Мы едем уже очень долго, и моему сопровождающему приходится то и дело останавливать машину. Первые два раза я, приоткрыв дверь, стравливаю на асфальт, в третий отхаркиваю желчь, а во всех остальные только болезненно кашляю. Мне, признаться, уже все равно, куда везет меня этот мусоровоз, лишь бы дорога поскорее закончилась, лишь бы под моей задницей не тарахтела машина, а в салоне так нестерпимо не пахло бензином.
Через час дороги я начинаю плакать, а потом и вовсе выть. Социальный работник, не отпуская руля, говорит со мной через зеркало заднего вида, просит успокоиться, обещает, что все будет хорошо, и в новом доме (это он так называет интернат для бракованных детей) обо мне позаботятся. Он рассказывает мне о друзьях, которые у меня будут, о безопасности, о выздоровлении и о прочем дерьме, в которое я не верю. Он говорит лишь бы не молчать, а я вою лишь бы поскорее доехать, прорываясь сквозь пробки до нужного городка.
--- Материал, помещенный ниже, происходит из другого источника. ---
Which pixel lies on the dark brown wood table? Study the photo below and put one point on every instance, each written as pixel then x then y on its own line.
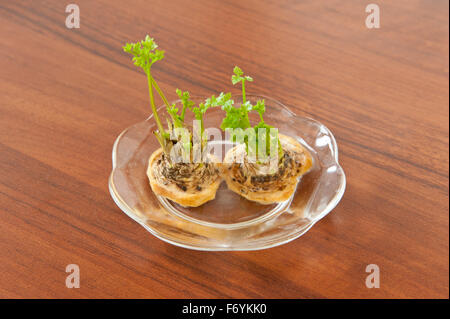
pixel 67 93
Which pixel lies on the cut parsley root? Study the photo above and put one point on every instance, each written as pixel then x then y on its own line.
pixel 194 182
pixel 186 183
pixel 265 176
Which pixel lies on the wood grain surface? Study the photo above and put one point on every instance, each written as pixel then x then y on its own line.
pixel 67 93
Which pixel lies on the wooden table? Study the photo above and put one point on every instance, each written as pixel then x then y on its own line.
pixel 67 93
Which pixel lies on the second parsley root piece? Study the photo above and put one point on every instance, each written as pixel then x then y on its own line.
pixel 171 173
pixel 266 166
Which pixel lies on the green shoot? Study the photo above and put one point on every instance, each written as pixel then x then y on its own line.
pixel 178 119
pixel 145 53
pixel 238 77
pixel 237 118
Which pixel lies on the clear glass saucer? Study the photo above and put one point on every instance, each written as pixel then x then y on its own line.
pixel 229 222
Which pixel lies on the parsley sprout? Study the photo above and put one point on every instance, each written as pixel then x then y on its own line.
pixel 145 53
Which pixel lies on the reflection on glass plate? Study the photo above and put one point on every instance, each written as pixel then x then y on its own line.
pixel 229 222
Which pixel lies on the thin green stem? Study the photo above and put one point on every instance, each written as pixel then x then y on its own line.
pixel 161 94
pixel 152 103
pixel 243 91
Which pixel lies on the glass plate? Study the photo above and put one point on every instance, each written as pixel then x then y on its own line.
pixel 229 222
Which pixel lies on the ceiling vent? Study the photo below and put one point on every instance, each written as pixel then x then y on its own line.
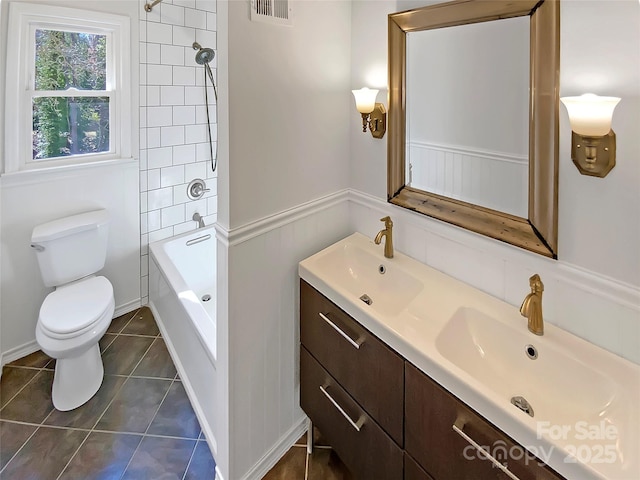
pixel 277 12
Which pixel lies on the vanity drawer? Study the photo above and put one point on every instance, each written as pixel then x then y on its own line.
pixel 369 370
pixel 368 453
pixel 413 471
pixel 431 412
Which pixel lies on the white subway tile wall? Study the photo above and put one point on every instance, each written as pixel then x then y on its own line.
pixel 174 145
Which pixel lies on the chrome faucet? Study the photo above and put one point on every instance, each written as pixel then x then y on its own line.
pixel 198 218
pixel 532 306
pixel 388 233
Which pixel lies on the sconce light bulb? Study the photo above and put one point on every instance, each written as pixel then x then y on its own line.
pixel 589 114
pixel 365 99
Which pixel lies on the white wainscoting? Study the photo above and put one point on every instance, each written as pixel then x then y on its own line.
pixel 258 341
pixel 492 179
pixel 35 197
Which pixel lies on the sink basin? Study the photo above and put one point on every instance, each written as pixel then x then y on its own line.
pixel 479 349
pixel 358 272
pixel 561 387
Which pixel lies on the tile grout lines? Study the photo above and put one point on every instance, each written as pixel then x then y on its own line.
pixel 106 408
pixel 93 429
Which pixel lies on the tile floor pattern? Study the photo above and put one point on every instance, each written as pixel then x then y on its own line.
pixel 322 464
pixel 140 424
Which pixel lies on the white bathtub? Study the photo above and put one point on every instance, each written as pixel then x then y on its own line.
pixel 182 270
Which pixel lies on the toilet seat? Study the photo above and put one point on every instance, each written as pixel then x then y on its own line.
pixel 73 310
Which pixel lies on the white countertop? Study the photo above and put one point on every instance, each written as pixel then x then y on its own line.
pixel 412 330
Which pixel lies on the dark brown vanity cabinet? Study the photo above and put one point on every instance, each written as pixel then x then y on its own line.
pixel 430 438
pixel 352 388
pixel 386 419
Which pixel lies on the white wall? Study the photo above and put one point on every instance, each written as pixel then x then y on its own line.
pixel 289 111
pixel 593 290
pixel 454 99
pixel 290 108
pixel 174 146
pixel 28 199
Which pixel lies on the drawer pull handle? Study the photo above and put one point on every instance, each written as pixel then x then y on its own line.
pixel 337 329
pixel 355 425
pixel 458 426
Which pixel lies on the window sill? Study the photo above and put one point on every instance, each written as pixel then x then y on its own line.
pixel 46 174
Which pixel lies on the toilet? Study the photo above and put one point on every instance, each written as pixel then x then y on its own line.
pixel 75 316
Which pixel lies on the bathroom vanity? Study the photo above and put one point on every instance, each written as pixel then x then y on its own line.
pixel 408 373
pixel 384 417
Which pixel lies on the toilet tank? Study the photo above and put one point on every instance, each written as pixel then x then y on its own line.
pixel 71 247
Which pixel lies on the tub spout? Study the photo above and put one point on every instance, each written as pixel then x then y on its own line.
pixel 198 218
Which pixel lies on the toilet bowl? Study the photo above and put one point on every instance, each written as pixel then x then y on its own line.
pixel 75 316
pixel 72 321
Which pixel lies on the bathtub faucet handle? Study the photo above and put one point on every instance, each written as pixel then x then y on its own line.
pixel 197 188
pixel 198 218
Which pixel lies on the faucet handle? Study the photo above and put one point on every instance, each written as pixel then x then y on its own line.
pixel 536 284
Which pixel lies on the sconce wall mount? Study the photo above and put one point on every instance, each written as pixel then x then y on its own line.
pixel 376 121
pixel 374 115
pixel 593 143
pixel 594 156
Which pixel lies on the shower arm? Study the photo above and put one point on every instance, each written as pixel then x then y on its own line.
pixel 149 6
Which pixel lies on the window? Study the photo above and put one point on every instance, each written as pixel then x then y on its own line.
pixel 70 95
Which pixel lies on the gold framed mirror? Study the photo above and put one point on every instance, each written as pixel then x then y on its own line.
pixel 539 231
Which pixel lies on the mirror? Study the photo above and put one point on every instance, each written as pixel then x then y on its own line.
pixel 437 121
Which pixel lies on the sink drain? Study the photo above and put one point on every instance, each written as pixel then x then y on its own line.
pixel 366 299
pixel 523 405
pixel 531 351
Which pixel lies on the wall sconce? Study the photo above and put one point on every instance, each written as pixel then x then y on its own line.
pixel 593 143
pixel 373 114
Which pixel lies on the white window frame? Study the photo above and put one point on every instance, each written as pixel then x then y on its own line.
pixel 24 19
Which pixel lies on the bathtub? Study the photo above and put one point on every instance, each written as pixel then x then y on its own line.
pixel 182 297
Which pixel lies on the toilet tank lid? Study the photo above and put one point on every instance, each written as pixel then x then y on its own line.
pixel 69 225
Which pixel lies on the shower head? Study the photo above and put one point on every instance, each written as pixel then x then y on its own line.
pixel 203 55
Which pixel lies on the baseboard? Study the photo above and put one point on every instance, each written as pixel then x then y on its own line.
pixel 19 352
pixel 197 408
pixel 127 307
pixel 268 461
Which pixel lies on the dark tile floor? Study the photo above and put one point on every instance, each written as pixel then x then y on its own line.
pixel 322 464
pixel 140 424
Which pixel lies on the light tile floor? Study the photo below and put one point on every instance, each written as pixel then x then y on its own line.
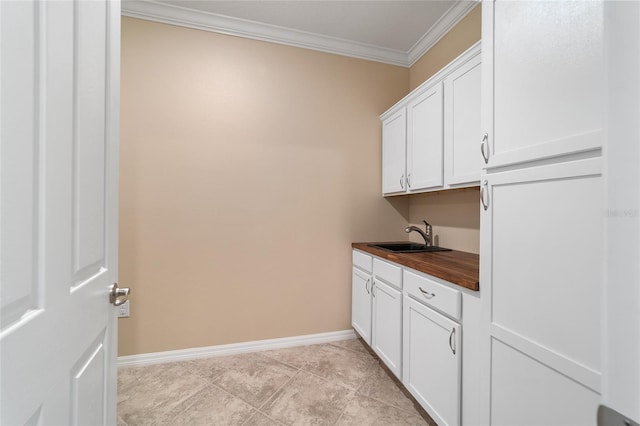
pixel 340 383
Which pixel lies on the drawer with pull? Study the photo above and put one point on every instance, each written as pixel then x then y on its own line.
pixel 428 291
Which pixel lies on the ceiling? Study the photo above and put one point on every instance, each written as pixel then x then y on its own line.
pixel 391 31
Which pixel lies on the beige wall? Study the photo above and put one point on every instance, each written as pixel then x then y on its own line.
pixel 455 216
pixel 456 41
pixel 247 169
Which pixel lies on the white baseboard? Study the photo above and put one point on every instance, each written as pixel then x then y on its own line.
pixel 234 348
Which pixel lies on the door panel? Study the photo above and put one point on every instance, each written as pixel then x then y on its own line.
pixel 387 326
pixel 89 139
pixel 543 79
pixel 462 124
pixel 424 140
pixel 361 304
pixel 394 133
pixel 527 392
pixel 21 239
pixel 432 372
pixel 60 91
pixel 546 256
pixel 88 385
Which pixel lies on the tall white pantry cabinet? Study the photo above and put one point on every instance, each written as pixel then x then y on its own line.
pixel 542 197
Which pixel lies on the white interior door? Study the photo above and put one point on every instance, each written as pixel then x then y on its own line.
pixel 59 152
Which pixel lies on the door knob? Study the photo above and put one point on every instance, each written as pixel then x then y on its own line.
pixel 118 295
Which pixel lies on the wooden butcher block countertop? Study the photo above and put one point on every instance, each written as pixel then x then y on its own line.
pixel 457 267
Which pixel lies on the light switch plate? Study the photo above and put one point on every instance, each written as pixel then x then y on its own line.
pixel 123 310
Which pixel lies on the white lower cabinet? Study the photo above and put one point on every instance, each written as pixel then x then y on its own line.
pixel 376 307
pixel 412 322
pixel 387 325
pixel 361 303
pixel 432 353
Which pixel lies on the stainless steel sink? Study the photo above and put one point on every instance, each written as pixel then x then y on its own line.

Первое, что я делаю, выйдя из машины – я падаю, споткнувшись, и не успев успокоиться, начинаю плакать. Социальный работник, уже, кажется, порядком уставший, помогает мне подняться, и доводит до дверей, нажимает кнопку звонка.
- Потерпи еще немного, Альберт.
Я киваю, потому что терпеть Альберт умеет лучше всего. И пока мы, приехавшие не по расписанию поздно, ждем того, кто откроет нам дверь, я вскидываю голову и вижу довлеющее над нами трехэтажное здание, серое, странное и какое-то удивительное жилое. Я представлял его себе похожим на помойку, на склад списанных товаров, на заброшенный дом, где я играл каких-то пару месяцев назад… или полгода… или год… нужно все-таки спросить, какое сегодня число.
Замок щелкает, и незнакомый мужчина пропускает нас внутрь здания.